1. I was driving to Houston. Stopped in San Antonio to check it out. Was after closing so I didn’t do the tour. But didn’t much care about that. I go up to the Alamo doors itself and there are all these irritated white people milling around. Some Latino guys totally decked out in Spurs gear head to foot are getting their pictures taken in front of the Alamo and the white people are wondering what they are doing and why they are taking so long. Turns out that someone’s mom and girlfriend or something was taking pictures of them flashing their gang signs in front of the Alamo and they wanted lots of pictures of doing this. Reconquista indeed. Of course none of the white people could figure out what they were doing. Then I turn around and walk toward the shops across the street. A bus comes past from a visiting Texas high school. The name emblazoned on the bus: “Hereford Whitefaces.” The nickname of the high school was indeed the Whitefaces. I understand this is partially related to the look of that particular brand of cattle. But in Texas, it’s not just that. Oh no. I walked away thinking this is the weirdest place I’ve ever been.

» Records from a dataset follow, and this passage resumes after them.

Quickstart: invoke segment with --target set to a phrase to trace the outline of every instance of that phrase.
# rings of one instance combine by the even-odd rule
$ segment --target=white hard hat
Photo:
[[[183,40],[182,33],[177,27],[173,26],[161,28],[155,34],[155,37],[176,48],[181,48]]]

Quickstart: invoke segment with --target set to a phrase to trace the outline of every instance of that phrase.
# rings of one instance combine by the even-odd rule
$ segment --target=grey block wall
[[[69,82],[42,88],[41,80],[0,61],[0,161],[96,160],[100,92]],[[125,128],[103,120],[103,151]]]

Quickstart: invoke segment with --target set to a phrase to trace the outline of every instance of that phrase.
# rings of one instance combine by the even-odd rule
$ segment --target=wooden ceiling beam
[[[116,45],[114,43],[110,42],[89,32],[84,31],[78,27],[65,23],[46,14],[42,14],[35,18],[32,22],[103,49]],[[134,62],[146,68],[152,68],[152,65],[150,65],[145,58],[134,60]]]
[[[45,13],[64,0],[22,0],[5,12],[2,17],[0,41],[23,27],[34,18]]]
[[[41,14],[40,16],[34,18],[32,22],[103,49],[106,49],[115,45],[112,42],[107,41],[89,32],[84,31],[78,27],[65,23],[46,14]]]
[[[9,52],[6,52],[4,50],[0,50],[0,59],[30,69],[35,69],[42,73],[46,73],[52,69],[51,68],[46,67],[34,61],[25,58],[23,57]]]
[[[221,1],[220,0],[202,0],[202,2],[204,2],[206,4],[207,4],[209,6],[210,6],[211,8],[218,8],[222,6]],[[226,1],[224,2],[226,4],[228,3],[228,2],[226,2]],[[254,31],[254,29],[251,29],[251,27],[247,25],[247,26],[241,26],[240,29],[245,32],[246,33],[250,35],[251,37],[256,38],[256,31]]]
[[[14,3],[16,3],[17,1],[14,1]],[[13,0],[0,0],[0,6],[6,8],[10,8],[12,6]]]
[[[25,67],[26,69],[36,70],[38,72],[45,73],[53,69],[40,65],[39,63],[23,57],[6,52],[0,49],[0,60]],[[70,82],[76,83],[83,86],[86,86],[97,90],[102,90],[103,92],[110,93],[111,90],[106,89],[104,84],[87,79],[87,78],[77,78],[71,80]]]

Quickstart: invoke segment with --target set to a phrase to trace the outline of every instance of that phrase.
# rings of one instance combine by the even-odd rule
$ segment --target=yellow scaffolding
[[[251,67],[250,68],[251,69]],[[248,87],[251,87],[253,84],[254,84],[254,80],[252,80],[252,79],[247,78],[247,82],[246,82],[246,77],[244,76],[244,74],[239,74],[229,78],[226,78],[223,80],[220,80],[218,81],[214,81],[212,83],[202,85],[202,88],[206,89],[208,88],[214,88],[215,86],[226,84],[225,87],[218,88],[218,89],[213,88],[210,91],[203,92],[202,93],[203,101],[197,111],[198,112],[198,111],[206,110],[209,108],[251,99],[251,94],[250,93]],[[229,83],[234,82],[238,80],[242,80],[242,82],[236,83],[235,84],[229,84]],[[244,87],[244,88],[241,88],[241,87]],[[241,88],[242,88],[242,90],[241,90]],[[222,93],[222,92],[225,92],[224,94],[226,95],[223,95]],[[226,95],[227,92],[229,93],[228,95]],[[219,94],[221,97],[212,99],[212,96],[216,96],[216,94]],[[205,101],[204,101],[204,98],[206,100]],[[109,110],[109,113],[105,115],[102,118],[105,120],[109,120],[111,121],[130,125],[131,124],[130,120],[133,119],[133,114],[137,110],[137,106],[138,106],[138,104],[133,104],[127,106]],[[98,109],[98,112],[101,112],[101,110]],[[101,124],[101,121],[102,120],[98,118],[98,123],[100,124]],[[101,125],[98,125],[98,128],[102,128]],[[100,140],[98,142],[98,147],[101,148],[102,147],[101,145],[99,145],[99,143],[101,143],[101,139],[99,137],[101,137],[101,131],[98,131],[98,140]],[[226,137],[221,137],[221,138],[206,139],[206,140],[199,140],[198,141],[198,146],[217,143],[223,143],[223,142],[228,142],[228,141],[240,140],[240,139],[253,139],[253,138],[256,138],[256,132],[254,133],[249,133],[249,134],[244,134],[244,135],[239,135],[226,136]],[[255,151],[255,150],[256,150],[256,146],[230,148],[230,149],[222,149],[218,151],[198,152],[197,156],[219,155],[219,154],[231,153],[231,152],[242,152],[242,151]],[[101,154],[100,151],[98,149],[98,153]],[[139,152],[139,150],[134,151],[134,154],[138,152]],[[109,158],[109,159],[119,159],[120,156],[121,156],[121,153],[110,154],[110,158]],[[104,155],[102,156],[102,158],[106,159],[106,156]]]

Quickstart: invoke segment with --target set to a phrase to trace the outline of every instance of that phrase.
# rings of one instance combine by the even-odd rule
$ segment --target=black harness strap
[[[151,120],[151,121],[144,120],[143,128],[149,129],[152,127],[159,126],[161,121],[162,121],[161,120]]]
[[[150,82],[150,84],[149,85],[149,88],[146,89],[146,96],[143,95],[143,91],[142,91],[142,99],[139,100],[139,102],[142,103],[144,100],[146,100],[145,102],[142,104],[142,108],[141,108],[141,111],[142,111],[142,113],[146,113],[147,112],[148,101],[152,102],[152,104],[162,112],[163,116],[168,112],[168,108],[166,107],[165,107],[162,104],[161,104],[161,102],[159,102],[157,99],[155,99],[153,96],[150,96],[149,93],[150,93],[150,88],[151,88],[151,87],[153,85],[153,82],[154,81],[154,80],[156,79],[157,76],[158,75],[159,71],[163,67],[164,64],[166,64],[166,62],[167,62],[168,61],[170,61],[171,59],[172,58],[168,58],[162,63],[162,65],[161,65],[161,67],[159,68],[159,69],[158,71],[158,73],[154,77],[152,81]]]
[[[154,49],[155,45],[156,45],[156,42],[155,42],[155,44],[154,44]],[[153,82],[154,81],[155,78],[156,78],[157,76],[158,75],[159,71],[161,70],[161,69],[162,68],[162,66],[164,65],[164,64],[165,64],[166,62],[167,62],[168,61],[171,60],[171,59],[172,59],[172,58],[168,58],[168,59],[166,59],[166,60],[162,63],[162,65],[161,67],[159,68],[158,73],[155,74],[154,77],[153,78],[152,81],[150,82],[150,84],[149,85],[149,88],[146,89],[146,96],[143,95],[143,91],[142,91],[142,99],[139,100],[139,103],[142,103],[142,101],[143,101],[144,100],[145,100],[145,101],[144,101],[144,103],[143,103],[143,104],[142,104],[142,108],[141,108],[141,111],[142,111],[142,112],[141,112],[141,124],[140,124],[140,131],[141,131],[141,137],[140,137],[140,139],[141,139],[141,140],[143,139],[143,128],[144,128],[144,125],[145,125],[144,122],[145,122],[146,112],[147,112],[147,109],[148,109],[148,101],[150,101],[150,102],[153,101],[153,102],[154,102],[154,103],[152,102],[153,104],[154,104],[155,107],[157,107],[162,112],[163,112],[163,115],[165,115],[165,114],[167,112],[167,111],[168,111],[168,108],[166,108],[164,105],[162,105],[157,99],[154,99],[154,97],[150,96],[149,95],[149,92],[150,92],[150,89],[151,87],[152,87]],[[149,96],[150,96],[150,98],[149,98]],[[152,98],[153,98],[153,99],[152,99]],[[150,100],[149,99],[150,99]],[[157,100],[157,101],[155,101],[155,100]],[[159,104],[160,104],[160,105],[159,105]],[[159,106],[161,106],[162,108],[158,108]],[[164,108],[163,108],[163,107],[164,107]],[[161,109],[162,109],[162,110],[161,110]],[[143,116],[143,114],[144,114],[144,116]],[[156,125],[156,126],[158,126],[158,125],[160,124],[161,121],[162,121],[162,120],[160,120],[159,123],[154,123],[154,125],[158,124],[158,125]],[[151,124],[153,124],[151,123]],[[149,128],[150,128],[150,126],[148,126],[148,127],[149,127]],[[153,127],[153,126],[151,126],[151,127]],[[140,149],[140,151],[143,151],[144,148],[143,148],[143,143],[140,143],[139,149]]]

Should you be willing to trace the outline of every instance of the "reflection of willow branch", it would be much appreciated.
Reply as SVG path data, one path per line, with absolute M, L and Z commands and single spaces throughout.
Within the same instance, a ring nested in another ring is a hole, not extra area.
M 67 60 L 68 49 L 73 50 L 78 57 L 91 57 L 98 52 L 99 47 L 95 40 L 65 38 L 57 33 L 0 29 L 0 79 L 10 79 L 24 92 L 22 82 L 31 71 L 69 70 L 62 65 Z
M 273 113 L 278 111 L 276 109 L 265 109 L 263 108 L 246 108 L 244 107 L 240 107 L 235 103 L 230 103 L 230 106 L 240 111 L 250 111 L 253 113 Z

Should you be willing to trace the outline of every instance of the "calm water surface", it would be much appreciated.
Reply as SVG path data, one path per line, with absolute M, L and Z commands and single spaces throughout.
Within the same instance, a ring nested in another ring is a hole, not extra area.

2. A few years later I was living in Texas. Was taking a historian friend around to various sites of public memory in central Texas. Went to the LBJ ranch, the monument commemorating all the Germans the Texas slaughtered for trying to flee to Mexico during the Civil War because they opposed slavery. Then went to the Alamo. There was some bizarre ceremony going on with some fraternal organization inducting new members or something. They had stands and everything. They introduced the six flags that have flown over the Alamo. No one cheered for the French flag (I’m unclear what right the French ever had over the region but whatever). There were a few claps for the Spanish. None for the Mexican flag. And then a whole lot for the Confederate flag. Only time I’ve ever seen the Confederate flag cheered for. Then we turn around to walk away and there’s a whole group of African-American Revolutionary War reenactors walking toward us. Huh? What the heck?
In any case, I don’t mind if the UN comes and conquers Texas or internationalizes the Alamo or whatever, so long as it remains the weirdest place in the United States.